Here is another entry from Jamey (Graham) Emmert, our resident bird nerd and Wildlife District Three's Wildlife Communication Specialist.
“Fee-bee!” I walked out the front door of my office in Akron
on March 26 to hear the sweet sound of an Eastern
phoebe calling his heart out. Spring has finally arrived! My much-needed and more frequent jaunts
outdoors to enjoy what the vernal equinox has to offer brought with them many
gifts. I served as witness to nesting red-shouldered hawks, an influx of
yellow-bellied sapsuckers, and a chubby little winter wren bouncing about the
brush, all in just one week!
As you may have noticed, I’m a birder or as my friends
warmly refer to me, a bird nerd. There is seldom an excursion, whether it’s hiking
or shopping, when I don’t have my binoculars within reach. It’s an incurable,
contagious, and wonderful state of mind with which you must associate yourself
if you haven’t already and now is the time. Males are currently dressing into
breeding colors making them readily identifiable with the proper guidebook or
guide-person, the weather is gorgeous even on a rainy day, and many of the
birds here now will likely stay throughout the summer and into early fall at
least. This gives you plenty of time to get to know these feathered gems.
For a good look, grab a good pair of binoculars (graduate to
the next level of birder by calling them “bins”) and by good, something along
the lines of 8x40 will do well. Read more about choosing binoculars on page 22 of the Wild
Ohio magazine Spring Issue.
Start watching around your house or local park or better
yet, if you’re a teacher, your school grounds. If watching bird feeders near a
house, nature center, or school building (which you should), you’ll likely encounter
cardinals, blue jays, house and song sparrows, house and gold finches, black-capped
chickadees, tufted titmice, red-bellied and downy woodpeckers, and
white-breasted nuthatches. (side note: the Ohio Division of Wildlife
administers the WILD Schools Sites program which encourages school communities
to attract and learn about wildlife; funding is available. Read more at ohioprojectwild.org).
A simple field guide to watching Ohio’s backyard birds is
something to have in your pocket to get started with field identification and
to make notes so you can journal your experience. Once your comfort level with
feeder visitors peaks, head out to different habitat like a woodlot or marsh to
gain some new species.
A mix of wet and forested habitat is always a good birding spot.

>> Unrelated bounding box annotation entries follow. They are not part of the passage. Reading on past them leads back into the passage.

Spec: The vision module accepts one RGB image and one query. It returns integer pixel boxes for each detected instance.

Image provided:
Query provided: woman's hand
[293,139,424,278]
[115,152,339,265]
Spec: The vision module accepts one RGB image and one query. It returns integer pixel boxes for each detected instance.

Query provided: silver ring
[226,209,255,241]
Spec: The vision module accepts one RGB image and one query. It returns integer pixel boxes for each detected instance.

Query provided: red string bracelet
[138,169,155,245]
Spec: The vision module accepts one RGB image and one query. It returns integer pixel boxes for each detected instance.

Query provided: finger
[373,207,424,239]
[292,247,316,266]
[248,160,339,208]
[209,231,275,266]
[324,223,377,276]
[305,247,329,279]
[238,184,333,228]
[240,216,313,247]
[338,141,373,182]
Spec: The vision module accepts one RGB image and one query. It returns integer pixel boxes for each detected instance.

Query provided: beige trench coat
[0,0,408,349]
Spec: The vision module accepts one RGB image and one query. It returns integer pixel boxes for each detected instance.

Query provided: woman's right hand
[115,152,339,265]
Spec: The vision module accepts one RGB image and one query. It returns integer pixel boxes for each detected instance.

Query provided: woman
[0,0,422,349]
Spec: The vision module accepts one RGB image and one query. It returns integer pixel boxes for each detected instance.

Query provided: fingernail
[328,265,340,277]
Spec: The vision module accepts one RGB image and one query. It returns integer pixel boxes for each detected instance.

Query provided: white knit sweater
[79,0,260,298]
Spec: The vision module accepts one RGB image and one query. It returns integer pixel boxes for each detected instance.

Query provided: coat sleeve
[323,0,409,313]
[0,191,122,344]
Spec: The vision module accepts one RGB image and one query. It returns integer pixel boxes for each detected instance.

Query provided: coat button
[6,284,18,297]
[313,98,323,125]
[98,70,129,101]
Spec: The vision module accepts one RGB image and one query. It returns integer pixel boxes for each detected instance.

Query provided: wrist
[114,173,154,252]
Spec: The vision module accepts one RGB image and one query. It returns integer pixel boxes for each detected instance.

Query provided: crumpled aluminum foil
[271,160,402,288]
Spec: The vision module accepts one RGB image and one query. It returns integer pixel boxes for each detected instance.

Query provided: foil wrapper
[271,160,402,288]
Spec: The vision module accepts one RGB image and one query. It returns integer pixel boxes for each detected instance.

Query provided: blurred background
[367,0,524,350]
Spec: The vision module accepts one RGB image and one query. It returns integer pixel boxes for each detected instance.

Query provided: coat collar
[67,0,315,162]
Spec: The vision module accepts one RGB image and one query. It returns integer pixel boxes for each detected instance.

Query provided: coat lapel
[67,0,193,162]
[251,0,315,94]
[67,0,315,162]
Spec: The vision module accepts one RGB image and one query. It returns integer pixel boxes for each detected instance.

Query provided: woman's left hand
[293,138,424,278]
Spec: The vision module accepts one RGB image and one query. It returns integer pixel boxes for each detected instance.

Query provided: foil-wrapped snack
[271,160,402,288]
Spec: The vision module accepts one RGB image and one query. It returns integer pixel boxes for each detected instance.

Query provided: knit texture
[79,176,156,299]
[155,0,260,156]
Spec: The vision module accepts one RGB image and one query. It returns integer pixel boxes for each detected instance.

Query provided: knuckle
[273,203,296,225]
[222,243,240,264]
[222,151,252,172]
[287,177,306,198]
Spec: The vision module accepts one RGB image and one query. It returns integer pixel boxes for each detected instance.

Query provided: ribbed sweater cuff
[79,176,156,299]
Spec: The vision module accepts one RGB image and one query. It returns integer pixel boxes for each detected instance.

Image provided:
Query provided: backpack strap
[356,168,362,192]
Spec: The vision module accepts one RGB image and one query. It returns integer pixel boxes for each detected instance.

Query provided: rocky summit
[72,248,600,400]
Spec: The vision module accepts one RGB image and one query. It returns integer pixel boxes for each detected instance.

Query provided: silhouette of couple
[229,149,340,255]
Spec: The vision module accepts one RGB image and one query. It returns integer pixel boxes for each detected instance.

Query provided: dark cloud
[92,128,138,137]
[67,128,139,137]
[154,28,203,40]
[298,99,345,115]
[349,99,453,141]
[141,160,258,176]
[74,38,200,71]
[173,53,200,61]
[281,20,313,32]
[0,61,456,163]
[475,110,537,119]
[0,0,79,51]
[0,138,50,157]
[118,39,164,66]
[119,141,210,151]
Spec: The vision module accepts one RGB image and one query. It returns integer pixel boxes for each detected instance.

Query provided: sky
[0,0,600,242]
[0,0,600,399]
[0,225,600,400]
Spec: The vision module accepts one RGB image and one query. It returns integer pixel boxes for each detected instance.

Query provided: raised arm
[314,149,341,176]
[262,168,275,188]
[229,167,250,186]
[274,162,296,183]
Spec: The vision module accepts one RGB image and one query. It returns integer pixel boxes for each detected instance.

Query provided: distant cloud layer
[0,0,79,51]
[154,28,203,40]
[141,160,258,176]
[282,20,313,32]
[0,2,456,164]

Have fun, enjoy the fresh air, and be amazed at how many
wonderful creatures are flitting about that you might have otherwise missed!
You’re sure to see other wildlife like deer, coyotes, snakes, and frogs which
keeps things very entertaining.
While flying solo (pun intended) can be great for the mind,
so too can sharing the joy of birding with friends, family members, and
students in your life, so please pass it forward when you can.